A couple months ago, the Archdiocese of Saint Louis announced that a new Archbishop had been chosen (then-Archbishop-elect Robert J. Carlson). For the announcement, the Archdiocese streamed the press conference online, then posted pictures on the St. Louis Review website of the day's events (updated every hour or two).

Pageviews on April 21, 2009 - Archstl.org
Pageviews for April 21, 2009 on archstl.org – note that from 8-10 a.m., the server was practically down from the thousands of hits/requests it was getting. Just before 10 a.m., I enabled the caching described below. We announced everything via Twitter, SMS, Press Releases, and the web, just after 5 a.m.

During this period of time, the Archdiocesan website had over 2,000 visitors per hour, and almost all the visitors were hitting the home page.

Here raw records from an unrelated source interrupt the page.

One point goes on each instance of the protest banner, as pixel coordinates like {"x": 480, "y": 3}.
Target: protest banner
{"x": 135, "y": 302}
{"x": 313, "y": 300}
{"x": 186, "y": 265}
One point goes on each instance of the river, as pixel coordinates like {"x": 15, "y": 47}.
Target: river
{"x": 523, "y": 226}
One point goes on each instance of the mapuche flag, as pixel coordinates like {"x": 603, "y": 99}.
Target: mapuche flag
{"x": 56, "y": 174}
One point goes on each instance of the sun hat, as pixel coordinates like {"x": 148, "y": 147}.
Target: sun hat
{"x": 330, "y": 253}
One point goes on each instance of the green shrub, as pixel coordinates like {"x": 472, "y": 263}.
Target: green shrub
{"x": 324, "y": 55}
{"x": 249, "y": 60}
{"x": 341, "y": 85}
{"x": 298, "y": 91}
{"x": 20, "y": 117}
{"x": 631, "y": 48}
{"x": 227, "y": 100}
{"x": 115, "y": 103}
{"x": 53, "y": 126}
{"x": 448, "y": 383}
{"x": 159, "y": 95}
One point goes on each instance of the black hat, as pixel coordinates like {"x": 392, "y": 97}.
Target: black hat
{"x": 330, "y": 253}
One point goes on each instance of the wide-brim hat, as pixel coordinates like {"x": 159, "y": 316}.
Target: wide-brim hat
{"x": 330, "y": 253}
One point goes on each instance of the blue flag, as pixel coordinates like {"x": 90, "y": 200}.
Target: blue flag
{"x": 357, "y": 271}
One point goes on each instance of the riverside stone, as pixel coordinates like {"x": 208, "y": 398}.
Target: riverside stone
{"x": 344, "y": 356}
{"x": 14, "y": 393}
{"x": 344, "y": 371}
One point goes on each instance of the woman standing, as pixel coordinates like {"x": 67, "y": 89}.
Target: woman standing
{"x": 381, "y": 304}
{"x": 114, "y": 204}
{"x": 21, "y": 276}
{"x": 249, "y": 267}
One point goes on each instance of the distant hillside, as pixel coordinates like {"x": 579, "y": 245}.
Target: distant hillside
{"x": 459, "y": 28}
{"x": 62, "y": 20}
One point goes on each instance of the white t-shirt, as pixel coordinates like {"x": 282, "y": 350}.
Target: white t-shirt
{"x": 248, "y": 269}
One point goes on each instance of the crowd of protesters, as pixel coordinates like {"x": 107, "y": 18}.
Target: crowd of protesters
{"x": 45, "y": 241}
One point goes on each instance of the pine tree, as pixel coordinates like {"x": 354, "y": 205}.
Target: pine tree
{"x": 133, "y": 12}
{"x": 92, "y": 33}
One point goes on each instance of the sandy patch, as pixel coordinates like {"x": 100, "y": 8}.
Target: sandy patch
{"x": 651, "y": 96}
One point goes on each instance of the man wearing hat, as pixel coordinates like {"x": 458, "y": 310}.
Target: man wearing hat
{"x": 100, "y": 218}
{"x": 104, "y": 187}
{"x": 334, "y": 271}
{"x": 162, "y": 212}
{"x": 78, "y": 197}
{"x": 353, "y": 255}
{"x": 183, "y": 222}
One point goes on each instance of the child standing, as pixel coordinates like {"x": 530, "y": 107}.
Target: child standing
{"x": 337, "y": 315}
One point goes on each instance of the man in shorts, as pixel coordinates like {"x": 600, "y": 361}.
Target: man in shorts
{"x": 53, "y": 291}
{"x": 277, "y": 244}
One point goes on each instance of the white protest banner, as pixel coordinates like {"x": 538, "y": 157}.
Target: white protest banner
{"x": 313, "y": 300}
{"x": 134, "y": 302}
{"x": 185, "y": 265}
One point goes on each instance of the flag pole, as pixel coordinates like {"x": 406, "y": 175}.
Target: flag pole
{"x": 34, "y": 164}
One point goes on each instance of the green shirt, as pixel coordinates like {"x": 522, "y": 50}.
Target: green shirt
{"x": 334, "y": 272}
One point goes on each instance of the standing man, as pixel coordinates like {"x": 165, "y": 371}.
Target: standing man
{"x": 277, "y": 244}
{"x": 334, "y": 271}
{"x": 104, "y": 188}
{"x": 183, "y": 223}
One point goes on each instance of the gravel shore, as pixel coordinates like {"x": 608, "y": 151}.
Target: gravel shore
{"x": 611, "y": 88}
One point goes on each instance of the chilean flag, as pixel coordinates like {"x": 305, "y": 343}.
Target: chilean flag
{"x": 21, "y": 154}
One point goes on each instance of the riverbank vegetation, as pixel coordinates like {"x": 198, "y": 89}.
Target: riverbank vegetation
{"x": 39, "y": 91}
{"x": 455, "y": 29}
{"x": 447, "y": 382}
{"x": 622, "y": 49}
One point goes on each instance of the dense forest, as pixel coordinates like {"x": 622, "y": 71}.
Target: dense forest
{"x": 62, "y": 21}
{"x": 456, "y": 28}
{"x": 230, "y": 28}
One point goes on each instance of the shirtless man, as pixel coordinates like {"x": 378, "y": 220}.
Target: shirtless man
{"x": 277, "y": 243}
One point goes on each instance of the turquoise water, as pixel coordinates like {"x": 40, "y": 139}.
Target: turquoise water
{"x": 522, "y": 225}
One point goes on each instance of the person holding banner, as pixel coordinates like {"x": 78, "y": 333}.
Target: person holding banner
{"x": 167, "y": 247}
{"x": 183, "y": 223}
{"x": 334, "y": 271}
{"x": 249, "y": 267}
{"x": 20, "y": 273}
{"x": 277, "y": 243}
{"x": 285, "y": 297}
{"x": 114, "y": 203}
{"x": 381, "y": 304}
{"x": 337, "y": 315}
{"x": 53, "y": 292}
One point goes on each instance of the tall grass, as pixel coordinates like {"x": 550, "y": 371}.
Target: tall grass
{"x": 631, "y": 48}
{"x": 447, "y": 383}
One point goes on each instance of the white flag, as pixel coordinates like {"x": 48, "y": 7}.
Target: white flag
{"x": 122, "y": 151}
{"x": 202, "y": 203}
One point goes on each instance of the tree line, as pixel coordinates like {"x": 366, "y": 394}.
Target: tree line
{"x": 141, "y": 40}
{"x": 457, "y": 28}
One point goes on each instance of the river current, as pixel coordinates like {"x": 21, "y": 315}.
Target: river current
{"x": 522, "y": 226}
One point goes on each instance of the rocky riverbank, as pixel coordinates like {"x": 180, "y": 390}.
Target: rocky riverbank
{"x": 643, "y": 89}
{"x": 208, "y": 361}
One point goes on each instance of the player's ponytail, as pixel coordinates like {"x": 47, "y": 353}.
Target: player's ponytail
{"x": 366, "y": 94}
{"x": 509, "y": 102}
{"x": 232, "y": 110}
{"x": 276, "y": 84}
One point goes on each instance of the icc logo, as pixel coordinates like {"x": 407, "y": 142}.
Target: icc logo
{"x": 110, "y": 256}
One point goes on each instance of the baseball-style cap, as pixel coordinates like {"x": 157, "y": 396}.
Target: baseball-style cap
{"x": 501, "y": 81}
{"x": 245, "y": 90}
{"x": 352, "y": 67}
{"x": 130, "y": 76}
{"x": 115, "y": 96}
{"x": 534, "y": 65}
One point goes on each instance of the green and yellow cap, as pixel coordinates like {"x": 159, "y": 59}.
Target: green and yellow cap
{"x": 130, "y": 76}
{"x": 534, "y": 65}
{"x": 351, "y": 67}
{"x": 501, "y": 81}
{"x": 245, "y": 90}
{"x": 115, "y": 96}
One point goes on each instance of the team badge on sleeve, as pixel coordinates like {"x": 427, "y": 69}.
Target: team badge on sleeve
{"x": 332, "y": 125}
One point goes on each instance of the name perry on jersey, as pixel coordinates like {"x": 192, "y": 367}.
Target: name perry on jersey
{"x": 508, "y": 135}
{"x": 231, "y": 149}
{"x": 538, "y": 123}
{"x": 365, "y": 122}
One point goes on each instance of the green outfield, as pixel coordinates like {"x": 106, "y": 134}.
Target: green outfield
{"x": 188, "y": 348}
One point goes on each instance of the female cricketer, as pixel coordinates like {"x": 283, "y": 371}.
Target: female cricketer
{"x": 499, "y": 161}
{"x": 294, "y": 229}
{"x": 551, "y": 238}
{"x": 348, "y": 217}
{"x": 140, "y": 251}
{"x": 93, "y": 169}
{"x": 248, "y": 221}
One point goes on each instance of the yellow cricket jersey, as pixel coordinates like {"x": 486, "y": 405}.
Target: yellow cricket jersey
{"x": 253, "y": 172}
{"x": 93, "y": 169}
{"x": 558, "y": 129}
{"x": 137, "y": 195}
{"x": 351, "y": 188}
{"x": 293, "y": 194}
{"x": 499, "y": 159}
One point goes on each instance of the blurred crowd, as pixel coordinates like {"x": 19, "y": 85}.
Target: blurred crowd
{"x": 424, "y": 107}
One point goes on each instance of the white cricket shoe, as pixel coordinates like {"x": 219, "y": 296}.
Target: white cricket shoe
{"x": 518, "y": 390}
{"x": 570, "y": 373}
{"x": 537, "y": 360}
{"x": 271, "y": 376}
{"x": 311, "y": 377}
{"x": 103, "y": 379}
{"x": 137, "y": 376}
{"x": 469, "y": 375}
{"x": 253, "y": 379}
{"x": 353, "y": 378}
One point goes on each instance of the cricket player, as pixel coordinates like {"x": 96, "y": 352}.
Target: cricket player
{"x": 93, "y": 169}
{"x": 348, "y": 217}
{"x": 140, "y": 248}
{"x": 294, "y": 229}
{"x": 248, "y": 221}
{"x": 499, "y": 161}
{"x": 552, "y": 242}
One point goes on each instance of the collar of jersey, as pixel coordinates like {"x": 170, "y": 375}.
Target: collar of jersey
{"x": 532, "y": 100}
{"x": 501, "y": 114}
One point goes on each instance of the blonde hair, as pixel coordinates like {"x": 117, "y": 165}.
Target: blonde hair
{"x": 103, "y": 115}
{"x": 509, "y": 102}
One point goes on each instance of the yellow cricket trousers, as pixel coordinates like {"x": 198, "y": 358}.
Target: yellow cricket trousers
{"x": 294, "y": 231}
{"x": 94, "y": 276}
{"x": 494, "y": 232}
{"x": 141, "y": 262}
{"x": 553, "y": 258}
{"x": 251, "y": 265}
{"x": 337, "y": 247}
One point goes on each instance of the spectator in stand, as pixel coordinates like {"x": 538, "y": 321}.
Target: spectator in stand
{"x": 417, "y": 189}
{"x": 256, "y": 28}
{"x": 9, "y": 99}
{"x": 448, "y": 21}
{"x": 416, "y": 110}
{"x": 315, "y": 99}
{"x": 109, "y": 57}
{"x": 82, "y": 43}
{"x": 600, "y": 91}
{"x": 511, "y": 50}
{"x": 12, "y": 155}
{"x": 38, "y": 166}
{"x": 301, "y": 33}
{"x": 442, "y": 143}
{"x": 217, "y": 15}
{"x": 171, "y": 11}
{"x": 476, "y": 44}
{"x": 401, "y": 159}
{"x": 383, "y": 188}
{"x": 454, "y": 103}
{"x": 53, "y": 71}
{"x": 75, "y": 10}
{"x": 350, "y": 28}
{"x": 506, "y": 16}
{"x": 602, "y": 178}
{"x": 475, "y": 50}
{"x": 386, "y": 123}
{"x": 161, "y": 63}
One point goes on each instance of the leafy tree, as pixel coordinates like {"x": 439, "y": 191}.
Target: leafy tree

The website (run on Joomla 1.0.x) didn't have many caching mechanisms in place, and for almost a complete hour, the website was returning server errors as the processor was pegged at 100% utilization. Something had to be done!

Quick-Fix Mode

Quickly, I opened up the .htaccess file and denied all traffic except from the Archdiocesan offices (so I could access the site to make a fix!). Then I saved the home page as an .html file using FireFox (just the source), and uploaded it to the server. I finally put the rule DirectoryIndex index.html index.php into the .htaccess file so visitors going to www.archstl.org would be served the html file (which the server can send out much quicker and easier than any kind of PHP page, which requires time and memory for the server to build).

I then took out the deny rule, and the server was pretty happy for the rest of the day (although still hovering around 50% processor usage, due to the number of page requests). The St. Louis Review site, running on its own dedicated server through SoftLayer, and running with abundant page caching and file aggregation (through Drupal's built-in means), received about half as much traffic but ran a lot faster due to (a) a brand-new, very efficient server, and (b) lots of caching.

A Better Fix (for Now) - Home Page .html Caching

With the pressure of the Archbishop announcement past, I knew there would be another day where traffic would reach some pretty lofty heights: the day of the Installation Mass. We heavily promoted the Mass through all means possible, and advertised that it would be streamed live on our site (with up-to-the-minute pictures on the St. Louis Review site).

Since I didn't have time to fix all the bugs causing page caching to be more efficient on the Joomla site (www.archstl.org), I instead went the route of having a PHP script automatically update the site's home page as an html file every 5 minutes. The home page gets somewhere around 5-10,000 views every day, so this fix would help in the long run as well.

I found a great script online (can't find the link anymore) which I adapted (with the help of a few Twitter friends) to our site's peculiarities, and then set up a cron job on the server to run the script every five minutes. The script basically grabs the front page using PHP's file_get_contents() function, then saves it to the location you specify.

In addition to this, I made sure to redirect visitors to the cached .html file. For the home page, I just set the DirectoryIndex directive properly; for other pages (or for a script that will cache any page, anywhere), you'll need to write some fancy redirect rules for Apache to handle.

Here's the script:

   return false;

// $string is the path to the file you want to cache.

$string = file_get_contents("http://www.archstl.org/");

// Add a line showing when the page was last cached

$string .= "\r";

// Write the file to the cached .html file

$handle = fopen("/home/archstl/public_html/index.html", "w");

if (fwrite($handle, $string) === FALSE) {
       echo "Cannot write to file.";

echo "Success, wrote content to file!";


// Allow anyone (web visitors) to read the file

chmod("/home/archstl/public_html/index.html", 0755);


The site handled the Installation Mass day pretty well, never peaking above 50% CPU, even with both archstl.org and stlouisreview.com both hosted on the same server (unlike the day of the announcement):

Pageviews Graph for June 10 - Day of the Archbishop's Installation Mass

Long-Term Solution

The above script is helping the site run pretty efficiently right now (average CPU utilization for archstl.org went down from 14-15% a day to 7-9% a day), but it would take a lot of work to get it integrated into our current Joomla system (especially since every section of the website is its own Joomla install, and would require some unique additions).

I'm a huge fan of the Drupal Boost module, as it has performed flawlessly on the St. Louis Review drupal-based site, serving up thousands of pages a day and keeping the processor utilization and memory footprint quite tidy (case study here), and I know there's a similar solution for WordPress (WP Super Cache), which allows html caching of everything for anonymous users. Plus, Drupal's built-in caching engines and CSS/JS aggregation options are quite amazing. The question in my mind is, where is this secret sauce for Joomla? I haven't found much in the way of high-performance options for Joomla sites, but I'm keeping my eyes open.